Mengenal Pengembangan Sumber Daya Manusia

Mengenal Pengembangan Sumber Daya Manusia

Mengenal Pengembangan Sumber Daya Manusia

Mengenal Pengembangan Sumber Daya Manusia
Mengenal Pengembangan Sumber Daya Manusia

Pengembangan sumber daya manusia

dapat diartikan sebagai usaha mempersiapkan orang baik sebagai individu maupun sebagai anggota masyarakat dengan segala kedudukannya. Hal ini berarti bahwa usaha itu tidak terbatas pada pembinaan kemampuan fisik melainkan juga kemampuan mental sebagai pendukung suatu kebudayaan. Dengan demikian maka pengembangan sumber daya manusia itu harus dapat mempersiapkan keterampilan jasmaniah seseorang agar ia dapat memenuhi kebutuhan hidup dirinya serta tanggungannya.

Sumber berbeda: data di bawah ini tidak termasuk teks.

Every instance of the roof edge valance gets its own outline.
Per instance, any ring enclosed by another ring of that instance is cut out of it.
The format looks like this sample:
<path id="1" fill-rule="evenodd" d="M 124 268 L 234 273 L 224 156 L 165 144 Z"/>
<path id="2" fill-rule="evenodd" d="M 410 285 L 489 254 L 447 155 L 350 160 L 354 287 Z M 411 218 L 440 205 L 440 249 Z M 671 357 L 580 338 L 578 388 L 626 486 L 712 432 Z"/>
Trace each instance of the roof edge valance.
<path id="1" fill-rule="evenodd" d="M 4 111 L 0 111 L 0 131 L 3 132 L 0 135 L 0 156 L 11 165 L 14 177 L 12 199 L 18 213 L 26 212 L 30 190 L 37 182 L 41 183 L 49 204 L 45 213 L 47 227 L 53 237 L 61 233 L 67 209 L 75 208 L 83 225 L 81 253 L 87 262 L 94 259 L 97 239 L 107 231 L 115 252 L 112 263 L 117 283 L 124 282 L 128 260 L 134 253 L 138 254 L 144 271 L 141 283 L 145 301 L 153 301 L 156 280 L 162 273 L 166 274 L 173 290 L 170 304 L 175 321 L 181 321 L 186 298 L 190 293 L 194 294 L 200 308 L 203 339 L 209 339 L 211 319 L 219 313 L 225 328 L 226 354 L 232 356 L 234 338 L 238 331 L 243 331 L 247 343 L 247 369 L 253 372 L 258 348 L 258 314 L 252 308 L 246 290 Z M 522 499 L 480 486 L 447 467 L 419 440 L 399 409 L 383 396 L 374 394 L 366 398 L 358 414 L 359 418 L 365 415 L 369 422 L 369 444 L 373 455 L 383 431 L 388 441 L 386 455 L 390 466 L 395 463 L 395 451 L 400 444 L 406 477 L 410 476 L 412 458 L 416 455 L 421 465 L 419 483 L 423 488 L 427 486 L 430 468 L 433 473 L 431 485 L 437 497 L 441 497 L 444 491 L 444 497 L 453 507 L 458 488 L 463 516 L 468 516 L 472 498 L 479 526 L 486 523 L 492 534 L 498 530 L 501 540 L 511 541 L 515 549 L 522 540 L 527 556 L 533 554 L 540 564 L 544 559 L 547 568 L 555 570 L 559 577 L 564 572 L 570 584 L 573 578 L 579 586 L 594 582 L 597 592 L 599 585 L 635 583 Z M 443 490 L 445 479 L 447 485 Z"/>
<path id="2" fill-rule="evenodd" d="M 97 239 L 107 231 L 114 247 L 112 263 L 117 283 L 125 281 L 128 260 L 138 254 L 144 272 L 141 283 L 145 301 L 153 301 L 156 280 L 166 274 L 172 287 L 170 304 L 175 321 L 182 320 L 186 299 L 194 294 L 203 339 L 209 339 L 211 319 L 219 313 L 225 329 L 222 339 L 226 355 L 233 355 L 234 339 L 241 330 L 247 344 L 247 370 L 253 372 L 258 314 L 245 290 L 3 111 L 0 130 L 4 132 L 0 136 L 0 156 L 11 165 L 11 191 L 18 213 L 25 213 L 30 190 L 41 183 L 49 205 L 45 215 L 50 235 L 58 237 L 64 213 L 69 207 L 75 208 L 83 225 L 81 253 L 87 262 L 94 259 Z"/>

Pengembangan sumberdaya manusia juga harus dapat mempersiapkan seseorang untuk memainkan peranan sosial secara mantap sesuai dengan kedudukan-kedudukannya di masyarakat. Oleh karena itu praktek komunikasi atau interaksi sosial yang efektif itu hanya mungkin terselenggara kalau ada pranata yang terwujud atas dasar nilai-nilai, maka pengembangan sumberdaya manusia berarti usaha aktif penanaman sikap dan keterampilan pada anggota masyarakat sesuai dengan nilai-nilai yang berlaku sebagai pedoman hidup yang mengembalikan pola tingkah laku sosial mereka.

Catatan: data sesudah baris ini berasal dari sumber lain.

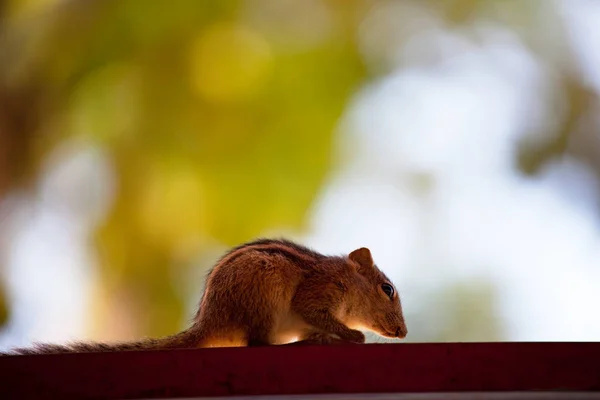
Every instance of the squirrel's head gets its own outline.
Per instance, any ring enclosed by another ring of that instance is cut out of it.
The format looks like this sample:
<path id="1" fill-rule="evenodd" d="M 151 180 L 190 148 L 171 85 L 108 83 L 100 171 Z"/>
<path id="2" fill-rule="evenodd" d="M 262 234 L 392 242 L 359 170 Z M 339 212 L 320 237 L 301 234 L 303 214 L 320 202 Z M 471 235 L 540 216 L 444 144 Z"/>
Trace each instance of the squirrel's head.
<path id="1" fill-rule="evenodd" d="M 352 312 L 353 325 L 388 338 L 406 337 L 400 296 L 394 284 L 371 257 L 369 249 L 362 247 L 348 255 L 360 276 L 360 290 L 355 296 Z"/>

Melalui proses enkulturasi

sebagai pendidikan dalam arti luas, pengembangan sumber daya manusia menjelang diharapkan akan dapat menghasilkan manusia Indonesia yang tangguh baik sebagai perorangan, sebagai anggota suatu masyarakat ataupun sebagai pendukung suatu kebudayaan yang aktif. Dengan demikian manusia Indonesia seutuhnya itu tidak hanya mampu berusaha memenuhi kebutuhan pokok bagi diri sendiri ataupun tanggungannya semata, akan tetapi bersama-sama dengan anggota masyarakat lainnya ia mampu mencapai tujuan bersama secara efektif.        Disamping itu, sebagai pendukung kebudayaan ia harus mampu mengembangkan gagasan kreativitas berkarya kearah pembaharuan kebudayaan atas dasar tradisi setempat maupun secara selektif juga atas dasar pengaruh kebudayaan asing yang akan memperkaya sisitem idea, sistem sosial, maupun sistem teknologi yang diperlukan dalam menghadapi tantangan hidup selanjutnya.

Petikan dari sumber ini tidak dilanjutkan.